Ujian Kesetiaan

393 30 0
                                    


Ardi terbangun ketika ponselnya berbunyi. Dia terkejut ketika mendapati dirinya tertidur di sofa ruangan Salwa. Dia memandang sekeliling dan melihat Nirina tertidur di kursi dekat ranjang. Sementara Asep tidak terlihat di ruangan. Ponselnya terus berbunyi. Ardi merogoh saku celananya untuk mengambil ponsel. Nama Raka terlihat di layar. Buru-buru Ardi mengangkatnya.

"Assalamualaikum Bang."

"Waalaikumsalam Abi, lagi sama Bunda, kan? Abang boleh bicara?"

Ardi sejenak tertegun. Lagi sama Bunda?

Astagfirullah, lelaki itu melirik jam di tangannya. Sudah jam lima sore dan dia masih di sini.

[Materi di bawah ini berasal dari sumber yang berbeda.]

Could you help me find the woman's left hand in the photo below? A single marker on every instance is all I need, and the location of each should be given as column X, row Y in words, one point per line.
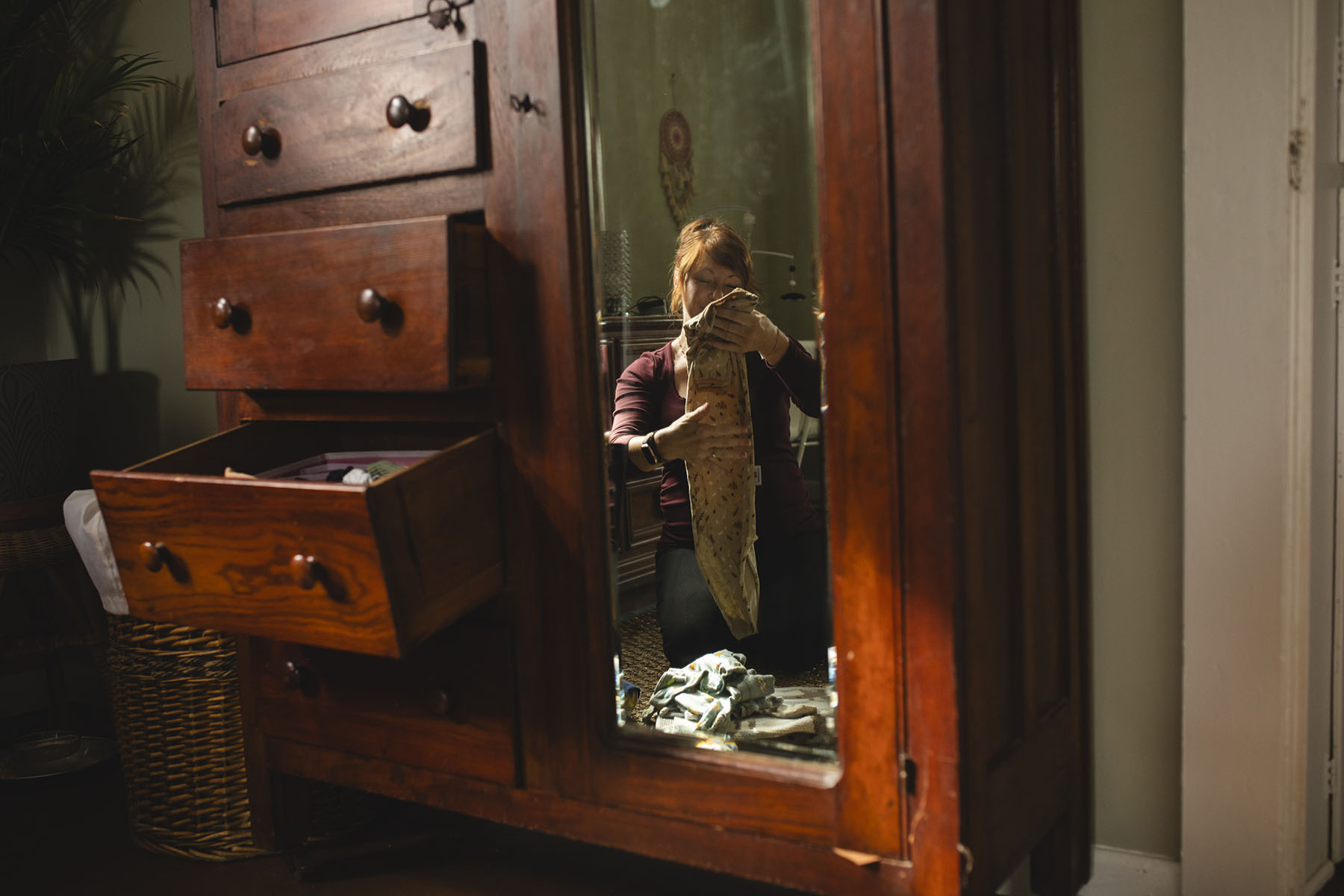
column 750, row 331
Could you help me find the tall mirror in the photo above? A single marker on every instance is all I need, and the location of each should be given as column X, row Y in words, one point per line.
column 703, row 202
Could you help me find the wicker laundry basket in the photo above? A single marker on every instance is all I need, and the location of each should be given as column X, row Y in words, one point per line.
column 176, row 707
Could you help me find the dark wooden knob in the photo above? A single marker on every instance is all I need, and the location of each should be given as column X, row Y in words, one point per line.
column 258, row 139
column 304, row 568
column 440, row 702
column 295, row 676
column 154, row 554
column 222, row 312
column 370, row 305
column 399, row 111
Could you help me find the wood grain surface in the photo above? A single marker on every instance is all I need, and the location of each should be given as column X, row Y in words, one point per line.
column 949, row 243
column 334, row 128
column 228, row 543
column 250, row 28
column 433, row 709
column 295, row 297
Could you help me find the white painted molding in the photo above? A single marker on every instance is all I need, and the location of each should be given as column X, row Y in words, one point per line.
column 1116, row 872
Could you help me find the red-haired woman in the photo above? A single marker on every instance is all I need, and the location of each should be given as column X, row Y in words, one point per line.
column 651, row 420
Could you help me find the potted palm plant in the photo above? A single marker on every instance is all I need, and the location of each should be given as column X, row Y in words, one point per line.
column 92, row 143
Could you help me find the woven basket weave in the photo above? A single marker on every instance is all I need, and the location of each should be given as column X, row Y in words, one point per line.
column 176, row 706
column 175, row 699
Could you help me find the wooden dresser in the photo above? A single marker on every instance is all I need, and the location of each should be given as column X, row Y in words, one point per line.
column 398, row 257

" Hmm, Bang. Bunda lagi ke toilet. Ada pesan apa? Nanti Abi sampaikan atau nanti Abi telepon Abang lagi ya kalau Bunda sudah keluar dari toilet."

Setelah mendengar jawaban Raka, Ardi meraih tasnya dan berjalan keluar. Dalam hati dia merutuki diri sendiri yang tertidur hingga lupa bahwa sore ini dia harus mengantar Hana ke dokter Vina. Segera dia menelepon sang istri, tetapi hanya nada sambung yang terdengar.

"Ardi!" Terdengar seseorang memanggilnya di depan lobi. Lelaki itu menoleh dan mendapati Seno berjalan ke arahnya.

"Kok bisa ada di sini? Siapa yang sakit? Tadi aku melihat Umi dan Abah masuk lift. Abi sakit, Ar?" tanya Seno.

"Salwa yang sakit, Sen?" jawab Ardi sambil tangannya mengetik pesan untuk sang istri.

Seno mengeryitkan dahi lalu mengamati penampilan Ardi.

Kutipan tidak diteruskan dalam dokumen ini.